Code Monkey home page Code Monkey logo

chemoinfo_recipes's Introduction

Chemoinformatics recipes

Command line recipes for the working chemoinformatician

Unique InChI filtering of molecules (remove duplicates)

obabel INFILE -O OUTFILE --unique

Assign MMFF94 partial charges

obabel INFILE -O OUTFILE --partialcharge mmff94

Assign MMFF94 partial charges and hydrogens (protonate) at given pH (7.4) usinb openbabel

obabel in.smi -O out.mol2 --partialcharge mmff94 -p 7.4

Major tautomer at pH 7.4 usinb ChemAxon cxcalc

(-g: ignore errors; -H: pH; -f sdf: force output format to sdf, to preserve molecule names)

input file not being a .smiles might crash the tool!

cxcalc -g majortautomer -H 7.4 -f sdf input.smiles > output_taut74.sdf

Compute MACCS 166bits fingerprints and output them as strings

(will create a .csv file named after the input file)

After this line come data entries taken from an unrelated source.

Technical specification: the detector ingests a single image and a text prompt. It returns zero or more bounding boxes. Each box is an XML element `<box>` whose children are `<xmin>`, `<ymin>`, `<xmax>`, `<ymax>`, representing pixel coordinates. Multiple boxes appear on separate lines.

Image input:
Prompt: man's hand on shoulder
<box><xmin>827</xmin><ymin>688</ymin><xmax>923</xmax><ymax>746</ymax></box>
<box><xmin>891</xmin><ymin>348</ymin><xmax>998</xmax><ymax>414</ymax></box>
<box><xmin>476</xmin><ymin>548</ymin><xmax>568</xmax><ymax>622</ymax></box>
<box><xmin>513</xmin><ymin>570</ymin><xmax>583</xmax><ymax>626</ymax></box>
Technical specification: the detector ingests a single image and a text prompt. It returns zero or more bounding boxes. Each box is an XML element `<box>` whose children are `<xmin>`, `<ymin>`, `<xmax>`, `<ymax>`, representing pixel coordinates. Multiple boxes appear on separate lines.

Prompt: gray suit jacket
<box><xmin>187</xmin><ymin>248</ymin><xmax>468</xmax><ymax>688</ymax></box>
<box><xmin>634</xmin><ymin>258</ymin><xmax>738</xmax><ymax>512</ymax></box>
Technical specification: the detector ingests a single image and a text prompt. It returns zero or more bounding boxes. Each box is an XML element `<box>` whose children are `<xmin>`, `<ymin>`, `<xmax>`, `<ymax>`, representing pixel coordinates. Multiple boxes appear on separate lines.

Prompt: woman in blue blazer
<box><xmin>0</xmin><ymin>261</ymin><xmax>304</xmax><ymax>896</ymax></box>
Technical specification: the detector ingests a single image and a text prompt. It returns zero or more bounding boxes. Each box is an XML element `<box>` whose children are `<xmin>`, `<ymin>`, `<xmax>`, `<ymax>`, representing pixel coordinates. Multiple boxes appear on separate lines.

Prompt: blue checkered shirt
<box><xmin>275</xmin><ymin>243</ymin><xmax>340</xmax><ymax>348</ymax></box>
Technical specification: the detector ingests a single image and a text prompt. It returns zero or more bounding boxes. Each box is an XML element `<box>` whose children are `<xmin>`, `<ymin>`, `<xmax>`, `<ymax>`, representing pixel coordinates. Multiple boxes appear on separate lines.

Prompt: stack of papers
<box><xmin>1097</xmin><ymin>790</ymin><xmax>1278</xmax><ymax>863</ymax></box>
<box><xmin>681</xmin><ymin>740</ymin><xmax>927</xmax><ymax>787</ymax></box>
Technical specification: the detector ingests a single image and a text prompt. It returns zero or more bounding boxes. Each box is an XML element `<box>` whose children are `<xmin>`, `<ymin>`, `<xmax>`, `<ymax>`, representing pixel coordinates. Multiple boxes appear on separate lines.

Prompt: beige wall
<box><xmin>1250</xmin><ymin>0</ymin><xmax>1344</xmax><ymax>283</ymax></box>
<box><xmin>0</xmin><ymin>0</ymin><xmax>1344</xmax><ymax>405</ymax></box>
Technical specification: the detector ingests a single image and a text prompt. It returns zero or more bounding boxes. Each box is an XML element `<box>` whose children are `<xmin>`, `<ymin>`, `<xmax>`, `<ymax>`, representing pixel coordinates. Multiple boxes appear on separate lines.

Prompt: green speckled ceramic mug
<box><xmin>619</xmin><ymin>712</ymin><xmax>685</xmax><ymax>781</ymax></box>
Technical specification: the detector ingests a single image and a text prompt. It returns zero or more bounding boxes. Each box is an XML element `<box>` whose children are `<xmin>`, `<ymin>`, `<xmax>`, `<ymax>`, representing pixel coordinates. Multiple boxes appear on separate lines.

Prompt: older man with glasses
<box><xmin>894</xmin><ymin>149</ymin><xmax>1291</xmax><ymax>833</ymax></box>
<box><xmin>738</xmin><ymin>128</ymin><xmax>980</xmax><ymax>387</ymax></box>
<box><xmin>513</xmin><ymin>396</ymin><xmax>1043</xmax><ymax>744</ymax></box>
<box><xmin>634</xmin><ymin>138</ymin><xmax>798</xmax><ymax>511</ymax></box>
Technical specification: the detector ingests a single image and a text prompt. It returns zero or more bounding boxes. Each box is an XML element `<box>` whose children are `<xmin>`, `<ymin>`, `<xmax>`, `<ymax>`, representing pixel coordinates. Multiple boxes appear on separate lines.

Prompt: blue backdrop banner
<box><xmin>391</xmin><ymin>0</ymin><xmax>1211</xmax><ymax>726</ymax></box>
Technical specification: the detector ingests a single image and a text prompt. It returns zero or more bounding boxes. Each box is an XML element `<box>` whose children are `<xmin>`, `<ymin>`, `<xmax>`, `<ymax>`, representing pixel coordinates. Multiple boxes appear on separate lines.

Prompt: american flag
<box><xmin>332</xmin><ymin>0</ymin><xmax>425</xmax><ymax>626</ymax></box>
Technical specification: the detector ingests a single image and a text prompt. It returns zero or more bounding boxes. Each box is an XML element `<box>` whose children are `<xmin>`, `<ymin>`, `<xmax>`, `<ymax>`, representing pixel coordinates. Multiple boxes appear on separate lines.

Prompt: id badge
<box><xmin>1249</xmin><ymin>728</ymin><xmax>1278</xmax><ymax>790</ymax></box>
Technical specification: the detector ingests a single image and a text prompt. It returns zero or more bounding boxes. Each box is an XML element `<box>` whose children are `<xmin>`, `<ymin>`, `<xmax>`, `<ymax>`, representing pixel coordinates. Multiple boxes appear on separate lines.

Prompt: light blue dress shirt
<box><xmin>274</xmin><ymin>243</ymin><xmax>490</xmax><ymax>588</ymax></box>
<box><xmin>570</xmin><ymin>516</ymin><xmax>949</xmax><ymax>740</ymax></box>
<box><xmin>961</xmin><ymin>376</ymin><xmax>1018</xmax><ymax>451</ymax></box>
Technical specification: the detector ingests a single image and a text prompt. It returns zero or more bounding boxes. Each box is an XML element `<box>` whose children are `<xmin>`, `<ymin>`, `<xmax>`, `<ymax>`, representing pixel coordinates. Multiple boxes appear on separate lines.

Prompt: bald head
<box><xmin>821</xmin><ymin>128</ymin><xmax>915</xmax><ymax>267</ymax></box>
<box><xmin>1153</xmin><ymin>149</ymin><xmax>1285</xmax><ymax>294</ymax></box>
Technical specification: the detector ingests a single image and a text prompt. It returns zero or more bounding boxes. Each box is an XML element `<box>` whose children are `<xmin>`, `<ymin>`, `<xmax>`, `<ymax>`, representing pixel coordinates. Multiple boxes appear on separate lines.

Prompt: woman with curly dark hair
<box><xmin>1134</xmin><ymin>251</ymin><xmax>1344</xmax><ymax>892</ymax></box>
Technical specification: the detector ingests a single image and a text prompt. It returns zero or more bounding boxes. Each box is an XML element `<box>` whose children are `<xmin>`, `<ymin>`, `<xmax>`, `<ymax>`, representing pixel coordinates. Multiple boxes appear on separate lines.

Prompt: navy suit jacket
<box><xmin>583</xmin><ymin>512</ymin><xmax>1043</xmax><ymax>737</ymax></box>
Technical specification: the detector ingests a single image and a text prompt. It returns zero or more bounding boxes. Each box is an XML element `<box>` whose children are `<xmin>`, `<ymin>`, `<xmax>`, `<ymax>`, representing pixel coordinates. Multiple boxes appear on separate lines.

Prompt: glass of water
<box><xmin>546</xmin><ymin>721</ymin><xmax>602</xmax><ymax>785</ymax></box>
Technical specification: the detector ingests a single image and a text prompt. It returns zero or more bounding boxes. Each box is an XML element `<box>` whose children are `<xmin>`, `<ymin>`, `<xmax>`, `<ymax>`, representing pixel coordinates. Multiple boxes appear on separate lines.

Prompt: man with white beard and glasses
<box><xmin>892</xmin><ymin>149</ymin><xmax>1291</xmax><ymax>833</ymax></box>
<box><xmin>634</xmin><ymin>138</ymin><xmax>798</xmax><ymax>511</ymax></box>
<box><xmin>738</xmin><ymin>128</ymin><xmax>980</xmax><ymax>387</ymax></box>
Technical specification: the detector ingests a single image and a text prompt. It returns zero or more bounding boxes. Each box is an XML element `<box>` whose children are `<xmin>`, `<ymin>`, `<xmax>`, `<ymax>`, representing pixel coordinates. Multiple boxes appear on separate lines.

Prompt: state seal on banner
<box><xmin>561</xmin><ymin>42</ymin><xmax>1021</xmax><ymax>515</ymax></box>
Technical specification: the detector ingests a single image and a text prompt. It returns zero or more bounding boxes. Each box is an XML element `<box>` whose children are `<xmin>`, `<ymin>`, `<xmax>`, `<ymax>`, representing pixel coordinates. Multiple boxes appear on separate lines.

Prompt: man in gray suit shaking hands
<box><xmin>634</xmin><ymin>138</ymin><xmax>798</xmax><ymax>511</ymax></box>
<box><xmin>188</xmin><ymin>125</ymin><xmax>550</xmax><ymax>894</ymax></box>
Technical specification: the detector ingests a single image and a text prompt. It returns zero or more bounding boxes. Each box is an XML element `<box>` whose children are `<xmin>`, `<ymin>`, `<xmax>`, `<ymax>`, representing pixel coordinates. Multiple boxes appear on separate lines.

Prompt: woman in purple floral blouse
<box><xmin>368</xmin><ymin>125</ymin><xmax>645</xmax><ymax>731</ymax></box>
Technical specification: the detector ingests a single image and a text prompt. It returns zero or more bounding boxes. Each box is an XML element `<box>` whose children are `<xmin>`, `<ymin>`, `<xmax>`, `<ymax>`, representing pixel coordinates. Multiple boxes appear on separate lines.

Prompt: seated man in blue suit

mayachemtools/bin/MACCSKeysFingerprints.pl --size 166 [INFILE] --CompoundIDMode MolName

3D conformer generation using Corina classic

(one low energy conformer per molecule)

the optional [-d wh] add/writes out hydrogens (makes them explicit)

corina [-d wh] < INPUT.sdf > OUTPUT.sdf

lowest energy conformer generation using cxcalc from Chemaxon

cxcalc conformers in.smi -m 1 > out.sdf

lowest energy conformer generation using omega from OpenEye scientific

omega -in in.smi -out out.sdf -maxconfs 1

RMSD between two ligands (curr. will be superposed onto ref.)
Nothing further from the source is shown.